American mezzo-soprano Stephanie Blythe (born 1970) continue to receive rave reviews for her performances, most notably at the Metropolitan Opera in parts such as Orfeo (Gluck), Fricka (Walküre) and Ulrica (Ballo di Maschera). Her European performances are rather scarce, a contributory factor without doubt being her large physique, of which she said in a recent interview:
“If you bring weight into a conversation, all of a sudden that’s the issue. If someone wants to take a chance and cast me in a role that is unconventional physically for me, I applaud them. They recognize the fact that I can probably bring something to the role. When I was given Orfeo at the Met you could have knocked me over. I have seen people who are half my size do a role and look the part and not inhabit the part."
Weight issues apart, this disc documents that Stephanie Blythe has the perhaps most convincing dramatic mezzo-soprano voice of today, with an astonishing depth making one wonder if she perhaps really is a contralto. On this album from 2004, she sings the classic German concert repertoire for her voice type: Wagner´s Wesendonck lieder combined with Brahms´ Alto Rhapsody and Der Abschied from Das Lied von der Erde.

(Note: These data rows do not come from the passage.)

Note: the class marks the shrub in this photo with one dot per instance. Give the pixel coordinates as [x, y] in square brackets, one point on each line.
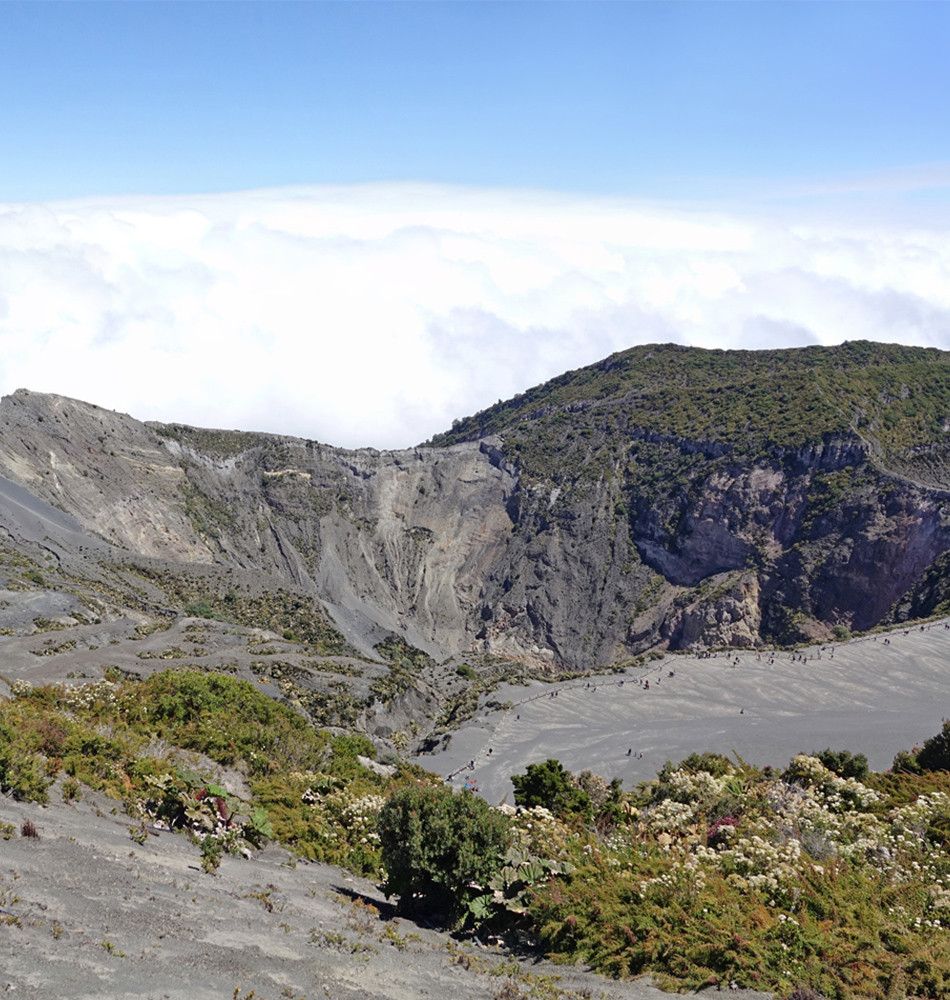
[440, 847]
[844, 763]
[549, 785]
[934, 755]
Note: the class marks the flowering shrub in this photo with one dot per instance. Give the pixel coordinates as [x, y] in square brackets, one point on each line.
[811, 879]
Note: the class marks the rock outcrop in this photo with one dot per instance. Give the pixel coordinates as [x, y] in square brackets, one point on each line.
[575, 537]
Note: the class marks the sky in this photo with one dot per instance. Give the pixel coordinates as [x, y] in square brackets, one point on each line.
[355, 222]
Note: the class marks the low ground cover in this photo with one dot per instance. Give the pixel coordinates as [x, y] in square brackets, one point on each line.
[824, 876]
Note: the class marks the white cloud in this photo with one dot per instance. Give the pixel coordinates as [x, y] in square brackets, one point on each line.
[374, 315]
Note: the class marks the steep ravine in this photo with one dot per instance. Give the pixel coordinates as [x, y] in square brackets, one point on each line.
[630, 541]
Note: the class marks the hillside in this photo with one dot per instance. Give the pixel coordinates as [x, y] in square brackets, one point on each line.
[667, 497]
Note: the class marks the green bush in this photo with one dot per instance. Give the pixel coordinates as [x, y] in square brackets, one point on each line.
[440, 848]
[549, 785]
[844, 763]
[934, 755]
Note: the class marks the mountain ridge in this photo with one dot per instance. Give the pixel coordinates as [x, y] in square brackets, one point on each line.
[588, 521]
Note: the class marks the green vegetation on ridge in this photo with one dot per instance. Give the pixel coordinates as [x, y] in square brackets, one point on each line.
[898, 397]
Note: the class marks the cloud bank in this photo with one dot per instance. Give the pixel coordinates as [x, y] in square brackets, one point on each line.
[375, 315]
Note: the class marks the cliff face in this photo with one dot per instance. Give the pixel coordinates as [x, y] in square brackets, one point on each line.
[575, 537]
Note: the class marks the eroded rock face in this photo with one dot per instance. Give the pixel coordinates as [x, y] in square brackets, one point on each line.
[670, 543]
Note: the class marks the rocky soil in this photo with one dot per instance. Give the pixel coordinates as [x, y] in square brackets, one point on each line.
[86, 913]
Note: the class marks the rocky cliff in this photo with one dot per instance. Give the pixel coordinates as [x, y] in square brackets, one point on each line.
[668, 497]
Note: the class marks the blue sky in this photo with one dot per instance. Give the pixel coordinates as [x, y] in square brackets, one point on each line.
[643, 99]
[355, 222]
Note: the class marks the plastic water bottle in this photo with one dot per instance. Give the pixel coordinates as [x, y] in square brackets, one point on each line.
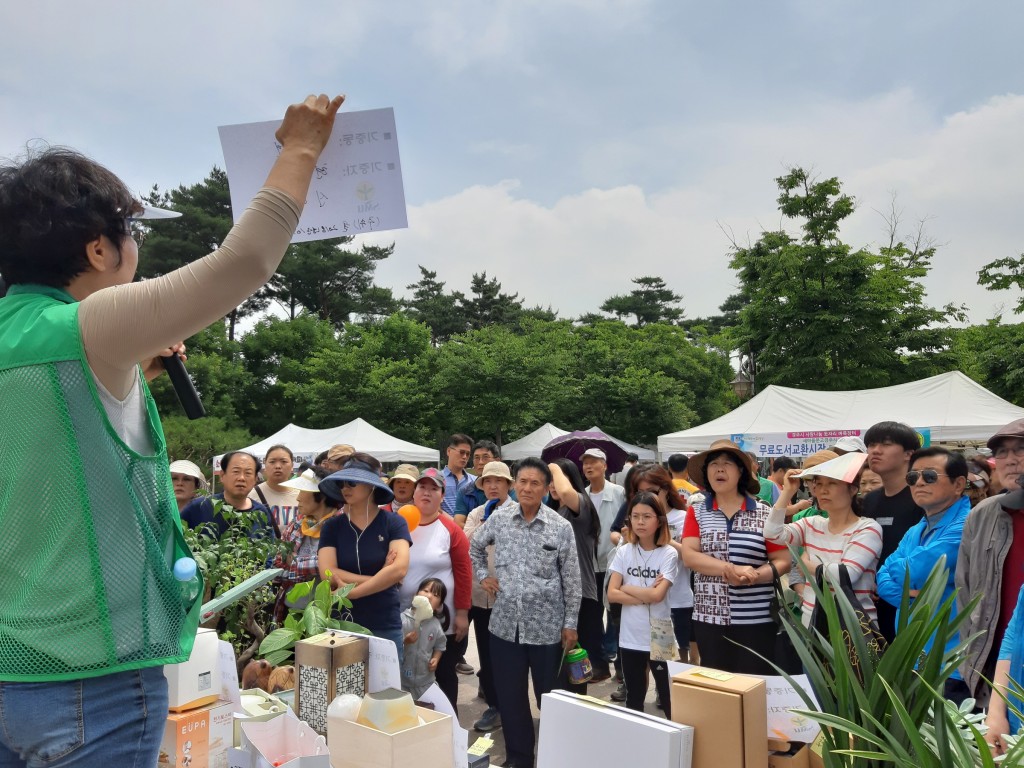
[186, 574]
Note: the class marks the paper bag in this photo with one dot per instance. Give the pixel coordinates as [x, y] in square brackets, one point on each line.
[284, 741]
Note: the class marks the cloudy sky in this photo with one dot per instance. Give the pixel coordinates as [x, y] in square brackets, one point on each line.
[566, 146]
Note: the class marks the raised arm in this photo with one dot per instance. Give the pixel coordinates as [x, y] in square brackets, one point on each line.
[126, 325]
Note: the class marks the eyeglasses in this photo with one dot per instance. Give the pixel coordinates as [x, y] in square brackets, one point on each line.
[928, 475]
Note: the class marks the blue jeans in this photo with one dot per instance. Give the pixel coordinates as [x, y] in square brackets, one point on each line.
[114, 720]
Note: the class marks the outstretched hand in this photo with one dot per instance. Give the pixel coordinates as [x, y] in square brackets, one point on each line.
[308, 125]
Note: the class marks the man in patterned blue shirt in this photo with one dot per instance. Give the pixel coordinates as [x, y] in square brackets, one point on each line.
[537, 591]
[457, 479]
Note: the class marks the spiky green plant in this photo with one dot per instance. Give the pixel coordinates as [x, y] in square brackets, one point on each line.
[890, 711]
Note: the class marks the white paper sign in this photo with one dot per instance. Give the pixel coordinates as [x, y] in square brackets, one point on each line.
[782, 697]
[356, 186]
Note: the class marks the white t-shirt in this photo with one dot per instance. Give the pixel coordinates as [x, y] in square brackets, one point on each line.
[640, 568]
[284, 504]
[681, 594]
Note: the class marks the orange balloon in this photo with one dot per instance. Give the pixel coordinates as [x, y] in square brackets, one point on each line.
[412, 515]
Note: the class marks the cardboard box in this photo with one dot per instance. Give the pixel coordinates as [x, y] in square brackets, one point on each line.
[327, 666]
[585, 731]
[427, 745]
[788, 755]
[729, 715]
[198, 738]
[196, 682]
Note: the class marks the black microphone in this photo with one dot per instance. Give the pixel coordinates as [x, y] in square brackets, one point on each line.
[183, 387]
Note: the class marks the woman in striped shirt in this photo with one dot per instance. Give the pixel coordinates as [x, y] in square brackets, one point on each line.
[840, 538]
[724, 546]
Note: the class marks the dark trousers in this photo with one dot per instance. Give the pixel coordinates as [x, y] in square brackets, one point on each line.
[512, 663]
[446, 677]
[635, 665]
[728, 648]
[481, 617]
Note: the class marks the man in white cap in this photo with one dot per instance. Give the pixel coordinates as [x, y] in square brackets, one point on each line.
[607, 499]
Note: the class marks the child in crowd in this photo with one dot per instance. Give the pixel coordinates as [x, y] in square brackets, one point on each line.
[641, 573]
[424, 637]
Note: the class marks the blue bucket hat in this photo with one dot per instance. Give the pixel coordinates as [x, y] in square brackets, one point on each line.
[356, 471]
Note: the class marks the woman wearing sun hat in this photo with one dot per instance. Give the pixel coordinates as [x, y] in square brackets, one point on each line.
[303, 532]
[724, 546]
[187, 479]
[366, 547]
[841, 537]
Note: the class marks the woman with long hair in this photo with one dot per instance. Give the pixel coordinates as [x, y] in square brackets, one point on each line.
[839, 538]
[642, 571]
[568, 497]
[724, 545]
[366, 547]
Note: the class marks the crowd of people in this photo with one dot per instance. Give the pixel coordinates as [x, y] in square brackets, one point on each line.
[679, 561]
[635, 568]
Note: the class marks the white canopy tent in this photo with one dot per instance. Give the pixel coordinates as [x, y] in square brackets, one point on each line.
[952, 407]
[532, 443]
[363, 435]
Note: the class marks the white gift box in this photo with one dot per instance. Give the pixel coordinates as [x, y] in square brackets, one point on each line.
[586, 731]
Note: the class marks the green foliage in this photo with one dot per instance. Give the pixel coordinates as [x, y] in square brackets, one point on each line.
[226, 560]
[650, 301]
[1004, 273]
[879, 712]
[313, 619]
[821, 314]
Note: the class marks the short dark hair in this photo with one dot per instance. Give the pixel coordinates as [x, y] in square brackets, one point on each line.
[281, 448]
[52, 204]
[677, 463]
[225, 460]
[892, 431]
[783, 462]
[955, 463]
[531, 462]
[487, 445]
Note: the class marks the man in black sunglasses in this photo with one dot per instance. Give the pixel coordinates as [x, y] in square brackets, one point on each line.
[937, 479]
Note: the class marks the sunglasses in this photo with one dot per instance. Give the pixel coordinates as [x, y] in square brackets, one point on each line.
[929, 476]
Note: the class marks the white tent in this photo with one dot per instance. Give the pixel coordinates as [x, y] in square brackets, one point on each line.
[532, 443]
[953, 408]
[363, 435]
[645, 455]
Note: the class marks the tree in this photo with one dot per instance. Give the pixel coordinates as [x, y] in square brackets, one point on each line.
[650, 301]
[206, 219]
[821, 314]
[440, 310]
[327, 280]
[1004, 273]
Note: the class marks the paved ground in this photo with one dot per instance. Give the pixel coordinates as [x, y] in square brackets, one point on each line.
[471, 708]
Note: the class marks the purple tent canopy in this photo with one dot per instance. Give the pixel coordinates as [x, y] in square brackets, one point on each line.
[573, 444]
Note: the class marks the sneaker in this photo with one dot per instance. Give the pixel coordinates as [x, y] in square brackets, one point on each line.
[488, 720]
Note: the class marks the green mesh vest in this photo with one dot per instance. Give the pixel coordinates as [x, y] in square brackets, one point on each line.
[89, 529]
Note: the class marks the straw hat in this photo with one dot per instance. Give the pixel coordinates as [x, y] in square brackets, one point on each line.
[695, 466]
[495, 469]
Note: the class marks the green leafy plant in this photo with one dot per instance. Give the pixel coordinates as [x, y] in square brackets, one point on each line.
[314, 617]
[890, 710]
[226, 560]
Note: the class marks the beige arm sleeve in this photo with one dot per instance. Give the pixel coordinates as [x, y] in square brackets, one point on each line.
[125, 325]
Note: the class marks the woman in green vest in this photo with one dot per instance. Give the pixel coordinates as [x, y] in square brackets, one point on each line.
[89, 608]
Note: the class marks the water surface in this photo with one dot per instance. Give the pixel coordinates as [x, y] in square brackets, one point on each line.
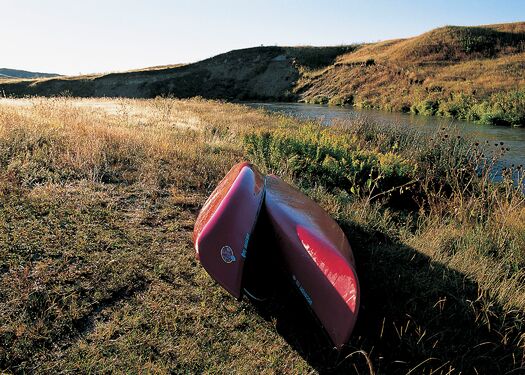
[513, 138]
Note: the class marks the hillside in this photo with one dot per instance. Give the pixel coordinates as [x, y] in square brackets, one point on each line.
[472, 73]
[14, 73]
[98, 199]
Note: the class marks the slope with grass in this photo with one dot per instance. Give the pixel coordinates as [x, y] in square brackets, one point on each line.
[98, 273]
[14, 73]
[471, 73]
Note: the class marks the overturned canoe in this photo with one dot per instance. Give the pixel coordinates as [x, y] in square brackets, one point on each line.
[225, 224]
[317, 255]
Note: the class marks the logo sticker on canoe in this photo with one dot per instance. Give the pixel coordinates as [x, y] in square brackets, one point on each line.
[227, 254]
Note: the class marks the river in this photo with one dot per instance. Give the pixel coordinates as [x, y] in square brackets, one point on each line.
[513, 138]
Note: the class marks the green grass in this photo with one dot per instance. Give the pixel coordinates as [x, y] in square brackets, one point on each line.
[98, 273]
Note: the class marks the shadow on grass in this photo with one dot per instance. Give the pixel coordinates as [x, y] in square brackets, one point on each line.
[416, 314]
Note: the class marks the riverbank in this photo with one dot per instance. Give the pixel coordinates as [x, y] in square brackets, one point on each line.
[97, 204]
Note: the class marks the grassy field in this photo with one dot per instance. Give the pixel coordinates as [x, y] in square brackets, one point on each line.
[98, 273]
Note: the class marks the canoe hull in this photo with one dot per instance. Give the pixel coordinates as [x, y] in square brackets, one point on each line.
[318, 257]
[224, 226]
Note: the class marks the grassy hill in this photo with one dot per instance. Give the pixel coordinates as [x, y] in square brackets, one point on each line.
[471, 73]
[98, 273]
[13, 73]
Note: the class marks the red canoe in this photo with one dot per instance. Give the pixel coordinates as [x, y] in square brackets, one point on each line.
[225, 224]
[317, 255]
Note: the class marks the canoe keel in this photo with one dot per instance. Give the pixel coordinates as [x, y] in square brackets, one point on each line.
[249, 216]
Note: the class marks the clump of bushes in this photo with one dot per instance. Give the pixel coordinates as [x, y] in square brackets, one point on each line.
[319, 157]
[502, 108]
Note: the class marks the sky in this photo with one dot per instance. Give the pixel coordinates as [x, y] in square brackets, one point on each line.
[80, 37]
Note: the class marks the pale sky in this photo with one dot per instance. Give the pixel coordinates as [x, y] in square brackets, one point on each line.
[72, 37]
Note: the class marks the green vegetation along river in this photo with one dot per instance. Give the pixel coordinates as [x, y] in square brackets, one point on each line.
[491, 136]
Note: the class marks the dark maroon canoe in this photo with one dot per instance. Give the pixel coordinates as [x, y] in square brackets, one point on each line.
[225, 224]
[317, 255]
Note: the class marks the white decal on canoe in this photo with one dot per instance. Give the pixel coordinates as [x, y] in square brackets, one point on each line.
[245, 248]
[303, 292]
[227, 254]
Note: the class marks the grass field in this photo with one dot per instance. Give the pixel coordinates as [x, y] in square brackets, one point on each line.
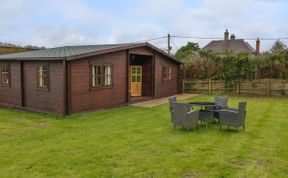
[140, 142]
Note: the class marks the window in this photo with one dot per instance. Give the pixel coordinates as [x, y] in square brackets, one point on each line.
[101, 76]
[167, 73]
[43, 76]
[5, 74]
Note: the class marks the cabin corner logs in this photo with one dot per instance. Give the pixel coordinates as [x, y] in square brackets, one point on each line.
[260, 87]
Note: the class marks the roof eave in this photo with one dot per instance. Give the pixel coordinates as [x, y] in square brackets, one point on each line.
[34, 59]
[130, 46]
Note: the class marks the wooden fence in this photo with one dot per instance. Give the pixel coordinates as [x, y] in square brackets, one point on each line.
[264, 87]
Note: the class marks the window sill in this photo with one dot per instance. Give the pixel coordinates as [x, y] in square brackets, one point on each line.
[43, 89]
[5, 85]
[99, 88]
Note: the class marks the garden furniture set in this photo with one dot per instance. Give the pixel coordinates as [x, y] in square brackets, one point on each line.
[187, 115]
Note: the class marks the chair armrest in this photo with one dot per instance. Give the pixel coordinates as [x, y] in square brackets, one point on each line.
[210, 107]
[193, 115]
[228, 111]
[227, 116]
[232, 109]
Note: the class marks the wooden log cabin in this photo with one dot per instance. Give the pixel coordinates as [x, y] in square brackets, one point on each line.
[72, 79]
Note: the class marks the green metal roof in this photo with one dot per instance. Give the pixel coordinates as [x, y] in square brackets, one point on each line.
[61, 52]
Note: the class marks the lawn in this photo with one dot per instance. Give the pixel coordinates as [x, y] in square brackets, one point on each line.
[140, 142]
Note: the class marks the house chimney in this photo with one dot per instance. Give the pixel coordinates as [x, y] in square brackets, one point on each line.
[226, 35]
[257, 46]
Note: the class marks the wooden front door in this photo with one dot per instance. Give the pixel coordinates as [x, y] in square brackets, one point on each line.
[136, 80]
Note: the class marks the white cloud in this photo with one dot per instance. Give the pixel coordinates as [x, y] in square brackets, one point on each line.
[69, 22]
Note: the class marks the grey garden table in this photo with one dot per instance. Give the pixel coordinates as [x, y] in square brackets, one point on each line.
[204, 115]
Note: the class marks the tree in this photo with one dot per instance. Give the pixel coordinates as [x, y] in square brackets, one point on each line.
[188, 50]
[278, 46]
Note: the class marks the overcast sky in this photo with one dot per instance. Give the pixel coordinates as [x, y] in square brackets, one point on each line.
[52, 23]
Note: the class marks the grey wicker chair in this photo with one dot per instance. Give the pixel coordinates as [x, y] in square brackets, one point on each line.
[172, 99]
[182, 116]
[233, 117]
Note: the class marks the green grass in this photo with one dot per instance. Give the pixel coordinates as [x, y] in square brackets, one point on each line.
[140, 142]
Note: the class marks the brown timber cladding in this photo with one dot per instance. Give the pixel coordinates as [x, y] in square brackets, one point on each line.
[23, 92]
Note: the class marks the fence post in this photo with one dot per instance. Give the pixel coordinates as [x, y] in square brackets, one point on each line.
[238, 88]
[268, 87]
[183, 86]
[210, 86]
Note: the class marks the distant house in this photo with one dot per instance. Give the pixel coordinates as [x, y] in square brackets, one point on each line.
[73, 79]
[232, 44]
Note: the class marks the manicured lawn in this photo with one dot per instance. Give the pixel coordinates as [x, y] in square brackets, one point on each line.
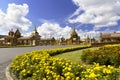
[74, 56]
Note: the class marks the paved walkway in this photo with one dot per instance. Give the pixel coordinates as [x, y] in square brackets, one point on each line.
[7, 54]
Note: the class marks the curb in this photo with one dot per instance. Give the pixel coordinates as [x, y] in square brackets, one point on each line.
[8, 75]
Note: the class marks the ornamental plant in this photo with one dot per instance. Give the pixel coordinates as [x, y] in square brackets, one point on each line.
[106, 55]
[39, 65]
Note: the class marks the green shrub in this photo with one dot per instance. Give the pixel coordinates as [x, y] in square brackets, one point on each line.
[107, 55]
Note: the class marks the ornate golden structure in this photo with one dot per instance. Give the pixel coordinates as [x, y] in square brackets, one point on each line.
[109, 37]
[15, 38]
[74, 38]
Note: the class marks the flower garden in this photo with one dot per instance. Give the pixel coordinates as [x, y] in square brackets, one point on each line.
[40, 65]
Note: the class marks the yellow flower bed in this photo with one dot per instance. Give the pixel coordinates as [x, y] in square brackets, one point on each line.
[39, 65]
[106, 55]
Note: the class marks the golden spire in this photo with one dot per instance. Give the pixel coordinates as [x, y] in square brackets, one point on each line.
[35, 30]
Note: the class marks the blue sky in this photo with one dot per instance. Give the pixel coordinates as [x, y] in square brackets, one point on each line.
[57, 17]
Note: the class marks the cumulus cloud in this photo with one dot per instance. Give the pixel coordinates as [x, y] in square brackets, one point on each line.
[101, 13]
[15, 17]
[48, 30]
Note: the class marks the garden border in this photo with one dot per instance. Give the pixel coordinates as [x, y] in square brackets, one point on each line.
[8, 74]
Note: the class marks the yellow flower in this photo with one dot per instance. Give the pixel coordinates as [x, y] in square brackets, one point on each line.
[92, 75]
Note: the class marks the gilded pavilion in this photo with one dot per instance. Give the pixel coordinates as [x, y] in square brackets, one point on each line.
[109, 37]
[74, 38]
[15, 38]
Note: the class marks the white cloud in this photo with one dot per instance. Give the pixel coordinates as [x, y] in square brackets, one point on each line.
[101, 13]
[15, 17]
[48, 30]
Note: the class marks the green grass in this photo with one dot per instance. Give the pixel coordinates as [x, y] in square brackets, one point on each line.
[74, 56]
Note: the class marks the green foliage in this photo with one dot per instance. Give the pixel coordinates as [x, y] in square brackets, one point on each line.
[39, 65]
[106, 55]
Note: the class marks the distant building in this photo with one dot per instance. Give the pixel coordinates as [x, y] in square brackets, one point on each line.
[74, 38]
[109, 37]
[15, 38]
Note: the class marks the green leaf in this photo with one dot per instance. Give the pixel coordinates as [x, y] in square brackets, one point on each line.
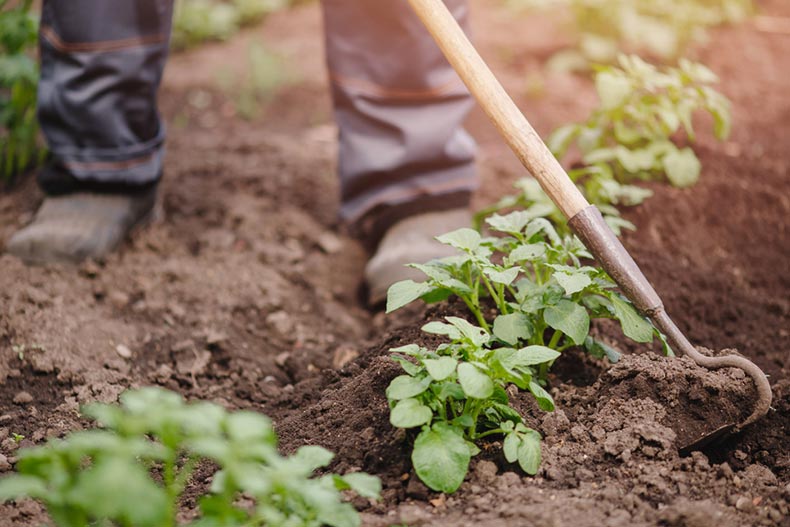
[363, 484]
[634, 326]
[573, 282]
[401, 293]
[441, 457]
[115, 488]
[440, 368]
[464, 239]
[409, 367]
[559, 141]
[682, 167]
[529, 453]
[409, 413]
[528, 252]
[504, 277]
[570, 318]
[533, 355]
[545, 401]
[475, 383]
[440, 328]
[510, 447]
[476, 335]
[451, 390]
[614, 90]
[512, 328]
[405, 386]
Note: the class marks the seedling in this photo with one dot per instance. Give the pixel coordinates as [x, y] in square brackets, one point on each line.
[102, 476]
[197, 21]
[629, 137]
[544, 300]
[662, 28]
[20, 147]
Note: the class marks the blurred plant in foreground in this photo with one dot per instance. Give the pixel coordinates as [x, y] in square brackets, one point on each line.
[20, 147]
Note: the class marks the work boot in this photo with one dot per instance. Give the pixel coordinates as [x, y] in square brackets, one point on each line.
[411, 240]
[73, 227]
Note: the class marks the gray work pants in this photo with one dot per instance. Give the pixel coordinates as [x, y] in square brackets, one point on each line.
[398, 104]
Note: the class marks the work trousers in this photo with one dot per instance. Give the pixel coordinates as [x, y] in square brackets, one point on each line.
[398, 104]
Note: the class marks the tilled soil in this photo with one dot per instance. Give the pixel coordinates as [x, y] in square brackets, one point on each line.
[247, 293]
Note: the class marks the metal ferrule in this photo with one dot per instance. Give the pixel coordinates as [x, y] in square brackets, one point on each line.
[607, 249]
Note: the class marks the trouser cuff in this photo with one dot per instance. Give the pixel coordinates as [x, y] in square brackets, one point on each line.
[372, 227]
[55, 180]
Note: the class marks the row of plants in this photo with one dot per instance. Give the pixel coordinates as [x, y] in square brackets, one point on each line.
[133, 471]
[526, 286]
[198, 21]
[542, 298]
[660, 28]
[640, 131]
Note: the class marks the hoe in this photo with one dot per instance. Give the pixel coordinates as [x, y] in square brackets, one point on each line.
[584, 219]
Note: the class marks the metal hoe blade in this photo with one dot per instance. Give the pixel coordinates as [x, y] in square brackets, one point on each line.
[592, 229]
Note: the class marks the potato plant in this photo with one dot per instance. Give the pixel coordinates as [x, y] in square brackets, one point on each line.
[662, 28]
[544, 300]
[197, 21]
[133, 472]
[20, 147]
[629, 136]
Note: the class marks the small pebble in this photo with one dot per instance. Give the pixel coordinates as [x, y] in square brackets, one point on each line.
[744, 504]
[23, 398]
[123, 351]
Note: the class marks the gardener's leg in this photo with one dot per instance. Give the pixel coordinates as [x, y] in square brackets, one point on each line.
[101, 64]
[403, 151]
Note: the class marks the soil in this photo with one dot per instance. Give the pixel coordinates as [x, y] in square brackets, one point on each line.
[247, 293]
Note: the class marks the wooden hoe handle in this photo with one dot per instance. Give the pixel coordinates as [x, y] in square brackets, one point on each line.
[514, 127]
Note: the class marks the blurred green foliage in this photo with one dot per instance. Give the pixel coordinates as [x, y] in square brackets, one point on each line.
[20, 147]
[197, 21]
[659, 28]
[629, 136]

Stephanie Blythe´s contribution to this disc, in short, is simply superb. Not since Christa Ludwig have I heard such a firm and steady voice combined with a wonderfully unsentimental approach. My only quibble towards ms. Blythe´s performance is that her intonation is not always razor-sharp, particularly notable in the Brahms. But what a voice she has..
Unfortunately John Nelson´s Ensemble Orchestral de Paris does not entirely match this high level. Furthermore, much to my distaste, Hans Werner Henzes orchestration of the Wesendonck lieder was chosen for this recording, whose transparent approach I have never felt suits either the Wesendonck lieder in general or Stephanie Blythe´s voice in particular.